The whole point of the article is that they have found a method for modulating the infrared emission that is much faster than cooling and heating, so because the modulation frequency is so high any normal infrared detector will not see anything, it would just detect the normal infrared emission that corresponds with the ambient temperature.
They exploit a phenomenon that exists in infrared LEDs made for a low frequency (high wavelength), which when biased forward emit infrared light, like any LED, but when biased backward the reverse happens, i.e. their infrared emission is lower than it should be for a black body at ambient temperature, because a part of the thermally emitted photons are reabsorbed by the semiconductor, generating electron-hole pairs that are separated by the electric field, being thus prevented to recombine and emit again a photon.
Because the increases and decreases in infrared luminosity are done by changing the bias voltage of a LED, they can be done orders of magnitude faster than by cooling and heating.
I do not know whether this proposed application in steganography would ever be worthwhile, but this is certainly a very cool development.
For a contrived example, imagine I'm in a warzone:
- Secure = Enemies can't read my messages. Good. But they can still triangulate my position.
- Covert = Enemies don't know I exist
Also hi StevenWaterman, I recognize you from previous comments! I think this is the first time that's happened to me on HN
Imagine the enemy detects some of your transmission, even knowing it's encrypted, they can still look at the data rate (or estimate order of it):
- 5 bps = probably a random transmitter, maybe audio spy device, maybe remote detonated weapon
- 5 Mbps = probably a feed from military hardware or personnel
Similar inferences can be made about volume, if they can identify distinct transmissions. Etc. If tricks like these can make the enemy confuse 5 Mbps TX for a 5 bps one, it has obvious tactical utility.
The device presented in the parent article would be undetectable by any classic detectors.

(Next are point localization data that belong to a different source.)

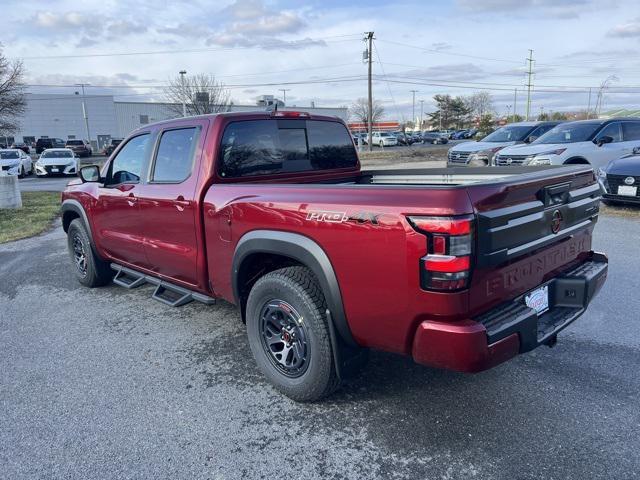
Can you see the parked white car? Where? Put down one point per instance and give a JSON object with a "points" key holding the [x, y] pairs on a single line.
{"points": [[383, 139], [57, 161], [14, 161], [481, 153], [595, 142]]}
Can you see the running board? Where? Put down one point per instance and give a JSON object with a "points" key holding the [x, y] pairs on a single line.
{"points": [[165, 292]]}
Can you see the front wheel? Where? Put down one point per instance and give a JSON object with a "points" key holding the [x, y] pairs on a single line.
{"points": [[90, 270], [289, 336]]}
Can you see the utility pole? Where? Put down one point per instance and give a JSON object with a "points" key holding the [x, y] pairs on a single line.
{"points": [[84, 110], [369, 40], [413, 111], [529, 84], [184, 104], [284, 95]]}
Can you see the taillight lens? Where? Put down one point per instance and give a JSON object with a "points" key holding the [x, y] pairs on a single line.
{"points": [[447, 264]]}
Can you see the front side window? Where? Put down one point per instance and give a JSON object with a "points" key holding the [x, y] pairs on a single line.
{"points": [[175, 155], [630, 131], [569, 133], [263, 147], [127, 166], [508, 134], [612, 130]]}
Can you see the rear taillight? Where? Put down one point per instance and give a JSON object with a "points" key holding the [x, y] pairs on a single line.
{"points": [[447, 264]]}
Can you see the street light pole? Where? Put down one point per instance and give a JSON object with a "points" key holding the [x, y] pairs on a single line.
{"points": [[84, 110], [184, 104], [284, 95], [413, 111]]}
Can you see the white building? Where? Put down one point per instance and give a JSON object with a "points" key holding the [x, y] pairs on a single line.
{"points": [[62, 116]]}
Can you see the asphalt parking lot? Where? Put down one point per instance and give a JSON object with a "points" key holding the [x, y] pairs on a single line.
{"points": [[108, 383]]}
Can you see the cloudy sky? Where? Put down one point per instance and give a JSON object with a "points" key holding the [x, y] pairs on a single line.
{"points": [[314, 48]]}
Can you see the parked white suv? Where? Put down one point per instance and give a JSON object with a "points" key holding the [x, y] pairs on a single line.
{"points": [[596, 142], [14, 161], [383, 139], [478, 154]]}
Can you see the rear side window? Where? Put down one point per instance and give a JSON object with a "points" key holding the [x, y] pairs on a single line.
{"points": [[630, 131], [264, 147], [612, 130], [127, 166], [174, 159]]}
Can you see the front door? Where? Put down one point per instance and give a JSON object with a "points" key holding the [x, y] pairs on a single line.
{"points": [[169, 206], [117, 213]]}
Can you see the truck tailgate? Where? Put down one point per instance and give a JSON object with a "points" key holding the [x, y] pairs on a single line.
{"points": [[529, 229]]}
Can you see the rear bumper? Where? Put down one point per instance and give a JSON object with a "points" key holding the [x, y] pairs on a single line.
{"points": [[480, 343], [621, 198]]}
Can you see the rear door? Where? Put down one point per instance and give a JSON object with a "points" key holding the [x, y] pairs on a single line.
{"points": [[168, 202], [116, 215]]}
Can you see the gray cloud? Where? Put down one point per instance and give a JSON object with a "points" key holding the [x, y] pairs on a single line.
{"points": [[555, 8], [626, 30]]}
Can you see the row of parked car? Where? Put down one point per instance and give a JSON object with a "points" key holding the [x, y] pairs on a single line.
{"points": [[52, 161], [388, 139], [610, 146]]}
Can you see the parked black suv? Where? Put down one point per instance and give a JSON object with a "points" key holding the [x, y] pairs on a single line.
{"points": [[81, 148], [620, 179], [43, 143]]}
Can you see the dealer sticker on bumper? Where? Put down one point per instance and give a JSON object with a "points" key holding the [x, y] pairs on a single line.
{"points": [[538, 299]]}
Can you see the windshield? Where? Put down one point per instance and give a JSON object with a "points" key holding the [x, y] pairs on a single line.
{"points": [[509, 134], [58, 154], [568, 133]]}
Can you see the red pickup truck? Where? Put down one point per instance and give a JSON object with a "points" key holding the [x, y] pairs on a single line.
{"points": [[461, 269]]}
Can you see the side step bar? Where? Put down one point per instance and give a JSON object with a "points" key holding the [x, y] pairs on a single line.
{"points": [[165, 292]]}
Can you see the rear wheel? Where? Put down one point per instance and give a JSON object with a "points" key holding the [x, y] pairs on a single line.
{"points": [[90, 270], [289, 336]]}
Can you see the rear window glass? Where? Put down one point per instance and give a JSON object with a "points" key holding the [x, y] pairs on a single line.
{"points": [[57, 154], [266, 147]]}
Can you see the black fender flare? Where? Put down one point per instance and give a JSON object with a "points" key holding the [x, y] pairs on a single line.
{"points": [[75, 206], [305, 251]]}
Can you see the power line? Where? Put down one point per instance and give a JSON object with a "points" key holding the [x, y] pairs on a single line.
{"points": [[441, 52]]}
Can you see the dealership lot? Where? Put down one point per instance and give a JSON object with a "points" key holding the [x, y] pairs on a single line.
{"points": [[108, 383]]}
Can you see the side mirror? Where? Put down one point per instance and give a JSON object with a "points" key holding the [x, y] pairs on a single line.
{"points": [[602, 140], [90, 173]]}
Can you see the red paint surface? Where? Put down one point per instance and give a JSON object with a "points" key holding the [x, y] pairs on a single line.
{"points": [[187, 233]]}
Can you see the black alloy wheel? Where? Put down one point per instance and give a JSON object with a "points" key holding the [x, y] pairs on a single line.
{"points": [[284, 338]]}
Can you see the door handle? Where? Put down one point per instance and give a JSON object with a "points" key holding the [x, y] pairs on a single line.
{"points": [[131, 199], [181, 203]]}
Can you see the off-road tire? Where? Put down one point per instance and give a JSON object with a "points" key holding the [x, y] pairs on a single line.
{"points": [[97, 272], [298, 287]]}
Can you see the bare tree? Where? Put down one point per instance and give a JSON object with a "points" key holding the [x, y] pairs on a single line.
{"points": [[360, 111], [200, 94], [480, 104], [12, 95]]}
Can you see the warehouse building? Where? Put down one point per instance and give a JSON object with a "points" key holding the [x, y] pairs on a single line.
{"points": [[101, 117]]}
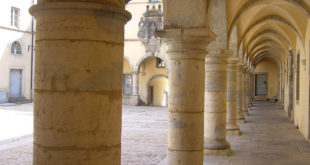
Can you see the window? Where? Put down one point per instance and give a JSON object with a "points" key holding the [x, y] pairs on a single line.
{"points": [[261, 84], [15, 12], [16, 48], [160, 63], [297, 75], [127, 84]]}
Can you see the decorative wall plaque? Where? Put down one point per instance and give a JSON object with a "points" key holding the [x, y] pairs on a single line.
{"points": [[151, 21]]}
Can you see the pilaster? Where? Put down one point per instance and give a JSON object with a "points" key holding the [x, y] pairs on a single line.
{"points": [[186, 57], [215, 103]]}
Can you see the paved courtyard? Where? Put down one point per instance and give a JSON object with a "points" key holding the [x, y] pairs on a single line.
{"points": [[268, 138]]}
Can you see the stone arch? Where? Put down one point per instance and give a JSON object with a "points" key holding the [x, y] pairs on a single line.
{"points": [[268, 34], [250, 4], [141, 60], [130, 63], [267, 43], [275, 18], [149, 81]]}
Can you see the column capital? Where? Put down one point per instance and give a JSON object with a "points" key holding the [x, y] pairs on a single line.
{"points": [[219, 56], [233, 60], [187, 42]]}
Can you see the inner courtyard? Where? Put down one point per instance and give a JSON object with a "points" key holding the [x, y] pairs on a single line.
{"points": [[176, 82], [268, 137]]}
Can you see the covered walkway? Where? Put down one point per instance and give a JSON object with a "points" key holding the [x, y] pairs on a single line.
{"points": [[268, 137]]}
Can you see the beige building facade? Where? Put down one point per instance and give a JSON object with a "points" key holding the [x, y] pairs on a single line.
{"points": [[209, 61], [145, 56], [16, 45]]}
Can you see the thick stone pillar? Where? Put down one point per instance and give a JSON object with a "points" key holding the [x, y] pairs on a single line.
{"points": [[252, 86], [240, 91], [186, 55], [187, 34], [215, 103], [244, 77], [231, 122], [248, 88], [78, 81], [135, 97]]}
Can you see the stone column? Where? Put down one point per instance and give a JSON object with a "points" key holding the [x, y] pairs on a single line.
{"points": [[186, 55], [215, 103], [249, 88], [231, 126], [134, 98], [78, 81], [245, 90], [252, 86], [240, 91], [187, 35]]}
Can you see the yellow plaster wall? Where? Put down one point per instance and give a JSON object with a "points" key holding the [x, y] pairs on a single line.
{"points": [[273, 76], [160, 85], [147, 70], [10, 34], [126, 67], [133, 47], [301, 107]]}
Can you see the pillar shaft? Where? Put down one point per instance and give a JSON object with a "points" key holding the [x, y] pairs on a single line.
{"points": [[135, 84], [240, 91], [215, 101], [249, 88], [135, 97], [186, 55], [78, 82], [187, 34], [231, 126]]}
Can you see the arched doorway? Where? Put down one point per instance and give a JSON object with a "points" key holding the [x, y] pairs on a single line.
{"points": [[157, 90], [149, 69], [127, 78]]}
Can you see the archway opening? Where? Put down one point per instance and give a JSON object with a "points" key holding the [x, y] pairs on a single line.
{"points": [[149, 69], [158, 91], [266, 80]]}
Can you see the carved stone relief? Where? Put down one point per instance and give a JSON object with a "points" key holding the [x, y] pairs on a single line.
{"points": [[151, 21]]}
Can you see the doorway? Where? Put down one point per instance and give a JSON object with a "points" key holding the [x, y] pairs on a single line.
{"points": [[261, 84], [15, 83]]}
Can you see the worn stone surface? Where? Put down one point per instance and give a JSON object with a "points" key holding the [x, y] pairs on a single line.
{"points": [[231, 122], [77, 82], [215, 101], [240, 88], [144, 136], [268, 138]]}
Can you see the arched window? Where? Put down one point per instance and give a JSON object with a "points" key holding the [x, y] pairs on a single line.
{"points": [[16, 48]]}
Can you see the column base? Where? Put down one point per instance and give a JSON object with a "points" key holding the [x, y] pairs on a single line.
{"points": [[233, 132], [134, 100], [242, 121], [222, 152]]}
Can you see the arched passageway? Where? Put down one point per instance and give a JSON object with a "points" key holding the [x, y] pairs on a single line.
{"points": [[158, 90]]}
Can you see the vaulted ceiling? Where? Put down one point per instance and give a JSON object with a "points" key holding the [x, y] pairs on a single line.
{"points": [[267, 29]]}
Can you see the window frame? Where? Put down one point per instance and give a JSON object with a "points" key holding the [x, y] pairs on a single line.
{"points": [[160, 63], [14, 49], [298, 76], [15, 17]]}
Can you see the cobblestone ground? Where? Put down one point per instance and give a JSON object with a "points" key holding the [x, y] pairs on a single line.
{"points": [[268, 139], [144, 135]]}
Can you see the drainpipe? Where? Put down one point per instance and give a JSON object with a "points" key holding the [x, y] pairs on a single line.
{"points": [[32, 56]]}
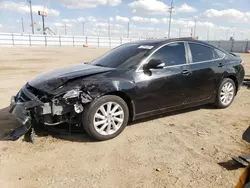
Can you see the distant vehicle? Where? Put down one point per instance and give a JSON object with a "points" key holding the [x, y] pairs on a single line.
{"points": [[132, 81]]}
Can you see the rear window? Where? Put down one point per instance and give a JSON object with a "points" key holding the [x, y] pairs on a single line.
{"points": [[204, 53]]}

However, if such a method would ever become widely used in reality, it would not be difficult to make detectors for it. So it could have a window of opportunity, between the first development of spying devices based on it and the development of countermeasures.
The detection of weak signals requires long integration times, which remove from the output any spread spectrum signal present in the input, unless you know and apply before the integration the correct scrambling or frequency-hopping sequence.
Sorta, kinda. You're really only just attenuating things a lot. It's tricky to actually block it off fully.
Same with radio waves, as light is literally the same phenomena as radio waves, it's just shaking faster.
Source:
In the real world, obscurity is the cornerstone of security.
In the case of a physical interception, you can probably infer more. If you, after reading this article, spot an enemy drone that doesn't have any obvious emissions, then, well, there might only be one option for the software running on that drone, namely The Software that your enemy uses on their drones.
Anyway, it's not clear to me from the article whether the source object from the signal will necessarily be invisible. I think every transmitter still at least looks like a point source of blackbody radiation. The signal may not be detectable from thermal background radiation, but if the background itself is coming from a big obvious drone, well, you know it "exists nearby".
For example, Noise protocol + Elligator + constant bandwidth, is indistinguishable.
The whole trick is that on average it is a source of blackbody radiation exactly like any other piece of matter next to it, same temperature. It does not produce a light or dark spot on an IR camera image. It turns hotter ("positive light") and colder ("negative light") with a very high frequency, in a controllable way.